Ortuzar Projects, the Manhattan gallery known for its stellar revivals of 20th and 21st art historical figures, will significantly expand its operations, with a new space triple the size of its former Tribeca lodgings.
Ortuzar Projects, a venture launched in Tribeca in 2018 by former David Zwirner partner Ales Ortuzar, is focused on “international artists that have played critical roles” in the canon “but have not received recent exposure in the United States,” according to Ortuzar. The new space, spanning a sprawling 10,000-square-foot, will be at 5 White Street, will replace the gallery’s original outpost. Visitors, however, won’t have far to travel to see its shows—it’s next door to the gallery’s original outpost.
5 White Street, the one-time home of the nonprofit Artists Space, has entrances on White Street and West Broadway, which will allow Ortuzar Projects to host multiple exhibitions at a time. It was designed Caplan Colaku Architecture.

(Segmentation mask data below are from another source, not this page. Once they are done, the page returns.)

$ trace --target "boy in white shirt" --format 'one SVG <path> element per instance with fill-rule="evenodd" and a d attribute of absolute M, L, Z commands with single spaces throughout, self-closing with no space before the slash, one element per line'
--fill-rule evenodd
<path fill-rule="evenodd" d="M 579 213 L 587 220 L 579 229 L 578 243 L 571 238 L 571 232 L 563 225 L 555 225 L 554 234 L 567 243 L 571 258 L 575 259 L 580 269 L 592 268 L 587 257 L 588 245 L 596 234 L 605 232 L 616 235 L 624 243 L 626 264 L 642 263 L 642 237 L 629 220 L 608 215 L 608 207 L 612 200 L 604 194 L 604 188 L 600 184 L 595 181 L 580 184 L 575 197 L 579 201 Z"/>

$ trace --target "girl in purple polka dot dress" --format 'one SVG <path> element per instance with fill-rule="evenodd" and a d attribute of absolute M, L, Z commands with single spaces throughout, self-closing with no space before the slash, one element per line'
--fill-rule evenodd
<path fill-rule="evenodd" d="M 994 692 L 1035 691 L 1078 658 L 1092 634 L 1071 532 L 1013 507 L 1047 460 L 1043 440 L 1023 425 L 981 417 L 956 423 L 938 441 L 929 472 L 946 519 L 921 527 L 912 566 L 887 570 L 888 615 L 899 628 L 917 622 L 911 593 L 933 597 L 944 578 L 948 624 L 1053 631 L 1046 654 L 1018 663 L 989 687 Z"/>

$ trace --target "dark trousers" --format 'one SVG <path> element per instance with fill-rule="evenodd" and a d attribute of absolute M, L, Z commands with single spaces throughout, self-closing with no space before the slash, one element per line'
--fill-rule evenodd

Among the stand-out shows staged since its opening was the solo exhibition of Warsaw-born, Romanian-French artist André Cadere, who died in 1978 and gained a posthumous cult following in Europe. He was best known for his off-beat performances—présentations or promenades, according to him, which debut in 1972—which involved walking the streets of international art hubs while holding a tall sculptural object. Ortuzar Projects’s show marked Cadere’s first survey in the United States since a MoMA PS1 retrospective in 1989.
In another notable coup, Ortuzar Projects in 2022 inked a deal to represent the estate of Ernie Barnes who was a surprise success at a Christie’s auction when an image from his Sugar Shack series, featuring a joyous nightclub scene that appeared in the opening credits of the TV series Good Times and on the cover of a Marvin Gaye album, sold for $15.3 million at auction, surpassing its $150,000 low estimate 80 times over. (Ortuzar Projects shares the representation with fellow New York gallery Andrew Kreps.) Barnes, who died in 2009, was a NFL-star-turned-painter of dynamic figure paintings that often examined the uncomfortable overlap of professional sports and human spectacle.
The gallery will inaugurate 5 White Street with an exhibition of Sugar Shack works by Barnes, curated by Derrais Carter.
“We have been so gratified by the response to our program from collectors, curators, and—most importantly—artists since we opened our doors on White Street five years ago,” Ortuzar told ARTnews. “Our expanded space, right next to our original gallery in the heart of Tribeca’s gallery district, sets us up for our next chapter of championing artists who deserve greater exposure in New York.”
Correction, 5/19/23, 12:15 p.m.: A previous version of this article stated misstated that Caplan Colaku Architecture designed Artists Space’s current location. It did not.